27th: The Wirral tour with Helen
1. People say it takes 21 days to form a pattern. After four, I’ve created one. Getting up, preparing and riding is now a routine I’ll be sad to say bye to.
2. The power of people. Today was the first ride with another human - 108km is much more enjoyable whilst listening to Helen’s stories and being energised by each others energy. You’re not only lifting km’s, you’re lifting spirits.
3. I learnt that Helen rode Rapha Manchester to London whilst breast feeding at every food stop. What an incredible woman.
Lows: The wind had turned to cold. Lost all feeling in left hand. Our favourite cafe being closed.
Highs: The flat white. Sharing our experiences from Rapha Manchester to London. Enjoying home made flapjacks together.

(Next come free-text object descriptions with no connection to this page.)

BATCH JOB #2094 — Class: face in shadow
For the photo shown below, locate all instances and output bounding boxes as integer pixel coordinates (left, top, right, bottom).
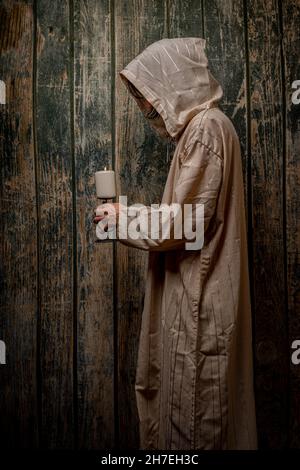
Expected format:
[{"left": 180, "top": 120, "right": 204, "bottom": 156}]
[{"left": 126, "top": 80, "right": 171, "bottom": 140}]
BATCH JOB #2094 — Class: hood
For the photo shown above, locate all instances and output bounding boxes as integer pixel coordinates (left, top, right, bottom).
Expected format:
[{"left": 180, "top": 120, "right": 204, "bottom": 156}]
[{"left": 119, "top": 37, "right": 223, "bottom": 140}]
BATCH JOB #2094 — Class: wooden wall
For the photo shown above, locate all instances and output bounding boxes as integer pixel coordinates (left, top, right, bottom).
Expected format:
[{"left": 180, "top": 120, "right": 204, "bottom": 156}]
[{"left": 0, "top": 0, "right": 299, "bottom": 449}]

28th: Liverpool to Manchester off-road
1. Explore your city at different times of the day - you'll be surprised what you learn. After five days, I feel like I know more about the world.
2. The sunrise. We’ve seen it many times in our lifetime but it never loses its magic. Riding reminds us to appreciate the small pleasures.
3. The energy from other people. A small nod, wave and eye contact from other riders reminds me of the energy we generate between each other. Together stronger, even when complete strangers.
Lows: Didn’t sleep well. Ice. All off-road. 70km of being scared and going 17km average. Hated 90% of it. Emotionally drained. It was like a cyclocross race that never seemed to end. The moment you are not even half way through and you’re already cooked. Too cold to drink, eat or stop for coffee.
Highs: The red sunrise. Finish line meeting my sister and mum. Getting through my fears and sitting down with a celebratory halloumi omelette. Showering and putting on my birkenstocks.
29th: The Windsor winner
1. This too shall pass. Whether you’re having a great ride or a tough one, it will finish. Pain doesn’t last forever, nor do climbs or solo miles. Push through. You’ll get to the other side eventually and be a better person for it.
2. The pendulum rhythm of pedalling teaches us a lot. It reminds me to be considered and consistent. Whether that’s riding, talking or working, be considered and consistent.
3. I should have chosen the cinnamon toast not the brown toast.
Lows: Losing feeling in hands and feet. Sorting Plum’s puncture for over 30 minutes - thinking we wouldn’t have time to ride back.
Highs: Seeing Richmond frosted over. Enjoying a hot cup of tea and toast at the half way point. Picking up a rhythm and pace on the way back. Feeling warmth as the sun came out. Exchanging stories about our travels. Knowing I’d finished 500kms.